Because the show is at Yale this year, Harvard Glee Club member Dong-Ik Lee ’14 said his club will have fewer fans in the audience to help them win this popularity contest. He added that whenever the Cantab choir sings “Harvard” during their football songs, Yale students respond by shouting out “Sucks!”

“We’ll try to bash them, but because it’s Yale’s home turf, it’s much harder,” Lee said.

The participation of alumni — many of who come onstage during the fight songs and join in taunting the other choir — is an important part of the Harvard-Yale Glee Club experience, especially for new members, said Harvard Glee Club Director Andrew Clark.
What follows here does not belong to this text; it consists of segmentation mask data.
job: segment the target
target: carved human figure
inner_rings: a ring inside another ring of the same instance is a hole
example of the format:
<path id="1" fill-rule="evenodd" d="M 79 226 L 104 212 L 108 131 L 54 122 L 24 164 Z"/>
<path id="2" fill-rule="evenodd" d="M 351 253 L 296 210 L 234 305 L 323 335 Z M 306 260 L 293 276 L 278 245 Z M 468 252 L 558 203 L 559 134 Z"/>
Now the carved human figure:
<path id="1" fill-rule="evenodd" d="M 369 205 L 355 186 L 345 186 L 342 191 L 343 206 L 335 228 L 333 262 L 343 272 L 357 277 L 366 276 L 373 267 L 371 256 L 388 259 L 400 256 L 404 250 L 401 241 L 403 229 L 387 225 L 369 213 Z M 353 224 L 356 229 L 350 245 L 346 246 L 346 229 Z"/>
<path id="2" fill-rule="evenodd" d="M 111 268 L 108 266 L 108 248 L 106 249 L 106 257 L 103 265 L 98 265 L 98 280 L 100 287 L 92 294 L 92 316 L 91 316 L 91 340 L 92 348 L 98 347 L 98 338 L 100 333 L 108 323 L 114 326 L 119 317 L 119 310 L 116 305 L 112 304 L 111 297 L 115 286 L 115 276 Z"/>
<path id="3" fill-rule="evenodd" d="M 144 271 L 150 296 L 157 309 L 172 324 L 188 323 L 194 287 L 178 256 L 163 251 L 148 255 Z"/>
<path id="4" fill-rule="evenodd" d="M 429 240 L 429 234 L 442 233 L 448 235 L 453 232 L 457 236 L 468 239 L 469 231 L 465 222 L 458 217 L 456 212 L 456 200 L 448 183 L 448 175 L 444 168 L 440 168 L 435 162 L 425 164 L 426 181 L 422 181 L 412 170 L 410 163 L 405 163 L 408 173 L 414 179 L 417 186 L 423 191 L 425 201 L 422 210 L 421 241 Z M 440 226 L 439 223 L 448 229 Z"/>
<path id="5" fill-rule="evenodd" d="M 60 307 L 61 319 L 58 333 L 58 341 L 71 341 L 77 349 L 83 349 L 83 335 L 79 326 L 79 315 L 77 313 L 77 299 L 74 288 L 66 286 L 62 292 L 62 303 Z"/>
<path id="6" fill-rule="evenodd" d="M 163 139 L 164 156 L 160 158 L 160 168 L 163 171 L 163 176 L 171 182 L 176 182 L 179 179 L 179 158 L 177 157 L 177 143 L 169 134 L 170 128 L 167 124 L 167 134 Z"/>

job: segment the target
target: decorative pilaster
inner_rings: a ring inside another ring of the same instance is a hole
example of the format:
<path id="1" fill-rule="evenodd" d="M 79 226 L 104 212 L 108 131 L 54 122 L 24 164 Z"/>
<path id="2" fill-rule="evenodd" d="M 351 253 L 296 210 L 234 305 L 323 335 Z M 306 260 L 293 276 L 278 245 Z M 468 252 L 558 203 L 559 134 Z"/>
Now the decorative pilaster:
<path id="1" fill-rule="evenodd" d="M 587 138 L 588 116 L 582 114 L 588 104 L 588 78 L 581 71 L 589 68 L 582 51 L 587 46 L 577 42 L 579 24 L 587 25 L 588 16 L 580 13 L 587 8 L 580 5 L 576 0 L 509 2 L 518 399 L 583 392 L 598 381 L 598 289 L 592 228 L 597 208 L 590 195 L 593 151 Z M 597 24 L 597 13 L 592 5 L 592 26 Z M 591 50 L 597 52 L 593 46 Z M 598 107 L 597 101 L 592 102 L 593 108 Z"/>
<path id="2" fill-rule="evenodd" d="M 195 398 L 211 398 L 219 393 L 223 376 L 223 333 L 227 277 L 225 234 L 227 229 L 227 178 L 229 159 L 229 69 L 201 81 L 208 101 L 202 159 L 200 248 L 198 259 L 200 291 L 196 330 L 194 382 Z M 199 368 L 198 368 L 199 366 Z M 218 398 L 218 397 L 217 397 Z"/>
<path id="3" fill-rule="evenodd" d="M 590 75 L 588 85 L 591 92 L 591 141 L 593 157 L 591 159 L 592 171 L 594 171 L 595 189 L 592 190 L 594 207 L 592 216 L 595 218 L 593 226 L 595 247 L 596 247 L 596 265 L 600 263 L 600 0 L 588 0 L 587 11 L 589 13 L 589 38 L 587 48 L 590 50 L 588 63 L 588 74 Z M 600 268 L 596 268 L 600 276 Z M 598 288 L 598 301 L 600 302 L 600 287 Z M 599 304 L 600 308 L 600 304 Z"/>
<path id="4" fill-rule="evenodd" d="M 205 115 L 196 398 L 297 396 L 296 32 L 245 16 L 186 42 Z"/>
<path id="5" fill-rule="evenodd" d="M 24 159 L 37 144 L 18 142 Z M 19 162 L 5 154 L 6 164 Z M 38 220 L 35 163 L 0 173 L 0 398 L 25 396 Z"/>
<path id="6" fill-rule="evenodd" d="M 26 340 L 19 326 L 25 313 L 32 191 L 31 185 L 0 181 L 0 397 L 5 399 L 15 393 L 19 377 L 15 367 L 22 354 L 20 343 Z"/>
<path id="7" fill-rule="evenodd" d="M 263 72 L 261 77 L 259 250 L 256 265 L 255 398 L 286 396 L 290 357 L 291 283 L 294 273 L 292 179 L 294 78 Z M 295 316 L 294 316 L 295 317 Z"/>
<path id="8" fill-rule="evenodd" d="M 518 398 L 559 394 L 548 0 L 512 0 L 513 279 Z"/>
The joint concert highlights a difference in the groups’ development over the years: both Glee Clubs were founded as all-male organizations, but while Yale’s included women in 1971, Harvard’s remains single-sex today, Clark said. Yale Glee Club Director Jeffrey Douma said the Harvard-Radcliffe Collegium Musicum, a co-ed choir founded in 1971, is a more direct counterpart to the Yale Glee Club, and the two groups have performed together in the past. Historically, though, the Glee Clubs are “the keepers of the traditional college songs” such as Bright College Years, so they perform together each fall for the Game, Douma said.

Because of its smaller, all-male membership, the Harvard Glee Club can perform some pieces for male voices that were written for Yale’s choir in the days before coeducation, Clark said. On Friday, Harvard will perform “Demon of the Gibbet,” a 1949 piece composed by Yale faculty member Paul Hindemith. Though “Demon in the Gibbet” has not been adapted to accommodate mixed voices, about 30 of the Yale Glee Club’s older pieces for men have been rewritten for that purpose, Douma said.

The Harvard-Yale Glee Club concert will take place on Friday night at 8 p.m. in Woolsey Hall.